The Rampant Coyote has a new article were he replays the orginal EverQuest, and gives his thoughts from then and now. If you're interested the links are here and here.
More information.So a few weeks ago, I did the unthinkable. After nearly a decade, I reinstalled EverQuest. The original.
Well, “reinstalled” is perhaps the wrong term. My original discs were not used. As the game has gone “free to play,” I just installed the new client. I doubt that my old account is available anymore (any attempts to access it were met with failure), so I started over fresh. Brand new characters in an old, familiar world.
It was weird, man.
By way of backstory – I started playing EverQuest only a few days after it launched (although technically, one of the Sony producers had me goofing around in the beta days before it launched).

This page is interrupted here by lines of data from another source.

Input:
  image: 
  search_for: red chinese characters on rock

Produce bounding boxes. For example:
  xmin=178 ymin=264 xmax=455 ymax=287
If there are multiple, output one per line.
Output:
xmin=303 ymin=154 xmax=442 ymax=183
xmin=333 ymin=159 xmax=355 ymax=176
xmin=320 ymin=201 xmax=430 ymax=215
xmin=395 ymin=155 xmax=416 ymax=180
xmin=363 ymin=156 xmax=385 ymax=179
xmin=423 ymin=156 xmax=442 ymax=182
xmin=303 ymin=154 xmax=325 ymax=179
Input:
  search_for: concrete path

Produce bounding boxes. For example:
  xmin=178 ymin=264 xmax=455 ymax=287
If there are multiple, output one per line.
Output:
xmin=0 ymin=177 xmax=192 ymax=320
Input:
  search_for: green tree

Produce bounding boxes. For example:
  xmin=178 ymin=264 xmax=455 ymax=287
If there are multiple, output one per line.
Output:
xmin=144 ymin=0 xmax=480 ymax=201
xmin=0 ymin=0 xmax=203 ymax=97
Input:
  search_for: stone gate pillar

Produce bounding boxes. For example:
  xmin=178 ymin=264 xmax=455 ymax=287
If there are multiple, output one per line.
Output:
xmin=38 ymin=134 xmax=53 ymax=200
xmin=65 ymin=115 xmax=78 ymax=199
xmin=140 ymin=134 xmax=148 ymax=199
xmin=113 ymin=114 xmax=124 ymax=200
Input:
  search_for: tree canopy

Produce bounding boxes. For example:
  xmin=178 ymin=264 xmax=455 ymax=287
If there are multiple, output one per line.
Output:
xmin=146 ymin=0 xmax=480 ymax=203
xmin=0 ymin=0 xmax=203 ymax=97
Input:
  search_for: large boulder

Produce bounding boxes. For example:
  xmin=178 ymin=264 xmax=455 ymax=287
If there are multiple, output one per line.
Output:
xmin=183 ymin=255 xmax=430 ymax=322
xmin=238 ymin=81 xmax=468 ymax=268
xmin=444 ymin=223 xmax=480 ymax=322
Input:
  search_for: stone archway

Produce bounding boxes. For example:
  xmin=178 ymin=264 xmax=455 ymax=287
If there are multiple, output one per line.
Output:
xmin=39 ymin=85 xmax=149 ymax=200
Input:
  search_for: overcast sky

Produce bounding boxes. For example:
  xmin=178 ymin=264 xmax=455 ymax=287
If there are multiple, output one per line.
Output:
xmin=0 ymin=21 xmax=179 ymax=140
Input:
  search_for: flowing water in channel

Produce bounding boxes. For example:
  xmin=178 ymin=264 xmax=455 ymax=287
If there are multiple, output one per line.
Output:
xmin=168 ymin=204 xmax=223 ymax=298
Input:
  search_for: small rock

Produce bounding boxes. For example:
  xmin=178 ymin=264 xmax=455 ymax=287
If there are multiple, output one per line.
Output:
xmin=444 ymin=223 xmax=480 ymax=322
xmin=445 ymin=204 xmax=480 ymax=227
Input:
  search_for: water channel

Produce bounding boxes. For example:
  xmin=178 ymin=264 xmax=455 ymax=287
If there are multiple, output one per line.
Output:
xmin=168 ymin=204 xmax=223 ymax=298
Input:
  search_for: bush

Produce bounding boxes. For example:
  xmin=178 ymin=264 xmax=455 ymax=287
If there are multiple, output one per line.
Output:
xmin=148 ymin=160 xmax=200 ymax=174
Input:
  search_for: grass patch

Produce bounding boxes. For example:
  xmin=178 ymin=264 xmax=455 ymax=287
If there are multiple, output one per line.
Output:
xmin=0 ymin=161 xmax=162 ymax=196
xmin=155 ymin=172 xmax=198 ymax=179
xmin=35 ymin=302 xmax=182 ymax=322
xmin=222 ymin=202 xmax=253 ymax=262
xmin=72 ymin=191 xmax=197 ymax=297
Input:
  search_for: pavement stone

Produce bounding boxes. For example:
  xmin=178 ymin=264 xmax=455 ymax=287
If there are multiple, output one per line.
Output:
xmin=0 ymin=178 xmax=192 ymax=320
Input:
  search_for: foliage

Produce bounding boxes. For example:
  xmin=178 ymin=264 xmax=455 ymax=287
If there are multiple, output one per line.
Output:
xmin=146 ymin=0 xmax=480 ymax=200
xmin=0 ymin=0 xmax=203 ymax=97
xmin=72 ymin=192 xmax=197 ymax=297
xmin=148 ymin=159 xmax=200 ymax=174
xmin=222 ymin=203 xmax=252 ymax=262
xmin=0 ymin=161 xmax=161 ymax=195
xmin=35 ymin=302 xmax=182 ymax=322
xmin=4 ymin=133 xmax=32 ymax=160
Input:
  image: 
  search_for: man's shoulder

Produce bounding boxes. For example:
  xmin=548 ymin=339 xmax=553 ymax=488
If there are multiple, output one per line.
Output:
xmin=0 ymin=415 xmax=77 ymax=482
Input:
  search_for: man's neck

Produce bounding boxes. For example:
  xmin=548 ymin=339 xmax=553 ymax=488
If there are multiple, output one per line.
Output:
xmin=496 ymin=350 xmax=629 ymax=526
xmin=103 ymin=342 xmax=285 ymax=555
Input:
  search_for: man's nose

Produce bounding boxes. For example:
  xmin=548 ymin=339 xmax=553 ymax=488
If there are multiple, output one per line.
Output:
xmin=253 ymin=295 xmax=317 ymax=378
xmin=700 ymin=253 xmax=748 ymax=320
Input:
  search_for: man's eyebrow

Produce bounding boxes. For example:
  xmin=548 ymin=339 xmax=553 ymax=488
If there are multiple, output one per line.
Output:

I played it a lot. I eventually quit simply because I had just started “going indie” and realized that I couldn’t keep up with the necessity to do big raids on a nightly basis and make any productive effort towards my games. I’d played in MUDs before (years before), and I’ve played several MMOs since, but EverQuest will always be the MMO for me – as crude and painfully designed as it was.
After hearing that it’s a lot easier to solo, now, I figured I’d start up a character or two and play for a few hours and see how it panned out.
I’ll go into the mechanics of the changes in part 2. From a game design perspective, it’s been fascinating to see how the game has evolved – to going free-to-play, to intense competition from more modern MMOs, to dealing with having a really huge world and not a lot of players to fill it. Suffice to say that from a gameplay perspective, the absolutely “free” experience is in almost every way superior to the one I paid hundreds and hundreds of dollars for back in 1999-2004. The astonishing thing to me is that the game is still “live.” Whereas other, newer MMOs have come and gone, shutting off the servers for good, Norrath is still around.